Elle "filtre", donc elle appauvrit l’espèce, ce n’est donc pas un évolution par création d’une nouvelle spécialisation, mais une sélection et donc un appauvrissement du génome, puisque la sélection élimine ou estompe les gènes qui s’avèrent non adaptés à l’environnement dans laquelle l’espèce évolue.
Les espèces définies et cloisonnées peuvent varier pour s’adapter à l’environnement, au climat, à la prédation, etc...) par la manifestation ou l’inhibition de gènes dans le génotype. Cette description correspond à ce qui est actuellement observé expérimentalement en génétique et biologie de la vie (expériences sur les mouches, moustiques, lézards, becs des pinsons, papillons, etc...).
La simulation de la vidéo est totalement ridicule, en modélisant quasiment une cellule comme une simple bille.

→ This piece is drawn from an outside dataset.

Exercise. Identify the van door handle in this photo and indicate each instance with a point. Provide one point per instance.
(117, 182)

Le programmeur ignore totalement l’incroyable complexité du fonctionnement d’une simple cellule humaine (ou animale), capable de produire des dizaines de milliers de protéines différentes pour faire fonctionner des milliers de machines biologiques moléculaires qui fonctionnent en cascade gérant notre système de reproduction et immunitaire (production d’anticorps, coagulation du sang, mécanisme de la vision, transmission de messages, ...), de manière interdépendante, et coordonnée dans le temps et l’espace.

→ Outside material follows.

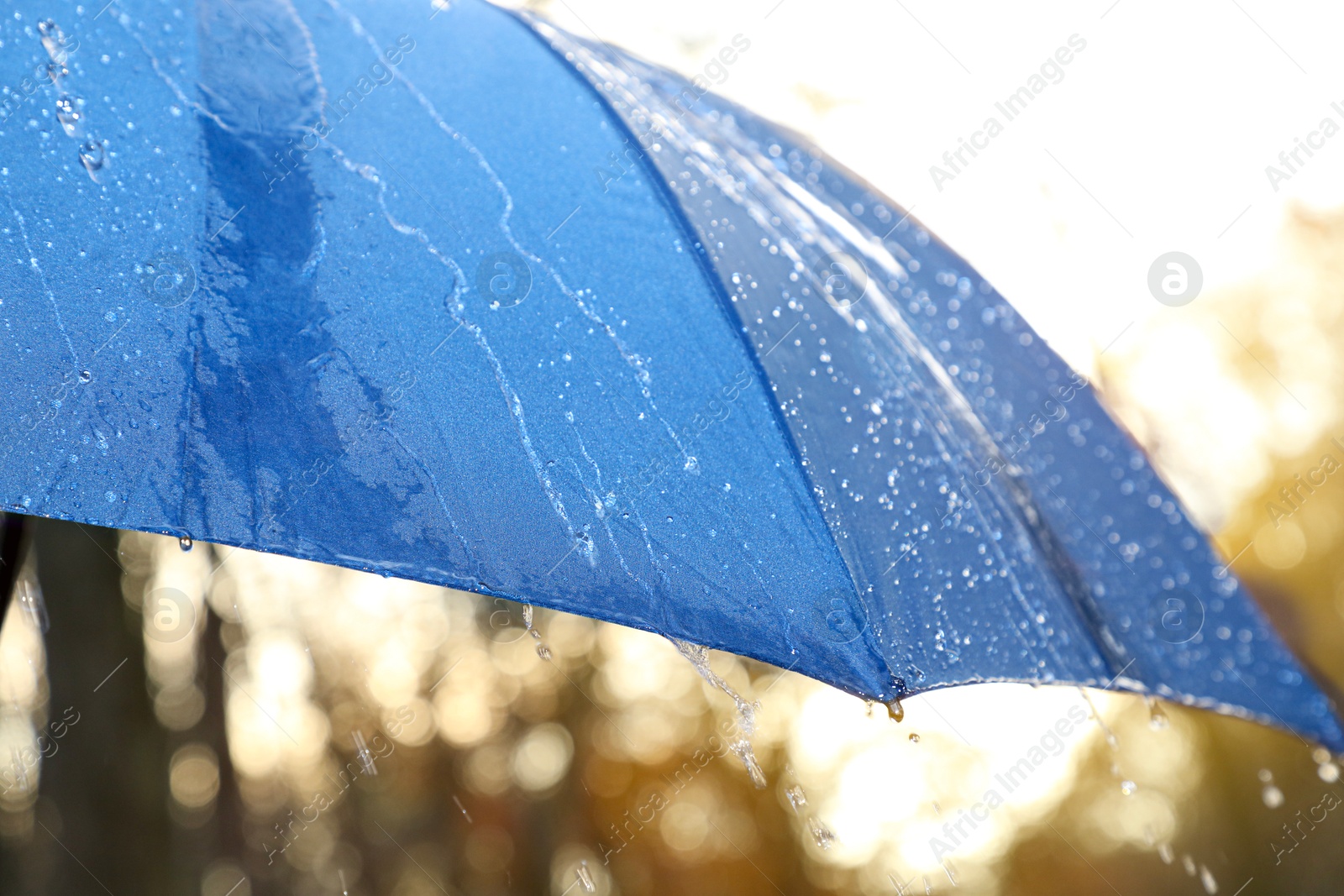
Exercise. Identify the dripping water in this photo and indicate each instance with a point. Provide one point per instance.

Si une seule de ces fonctionnalités est touchée de manière aléatoire par cycle, comme décrit dans la simulation, alors plus rien ne fonctionne et entraîne des conséquences désastreuses pour l’organisme, la mort ou de très graves maladies (mucoviscidose, diabètes, cancers, mucolipidose de type II, leucémies, maladie de Charcot, etc... ).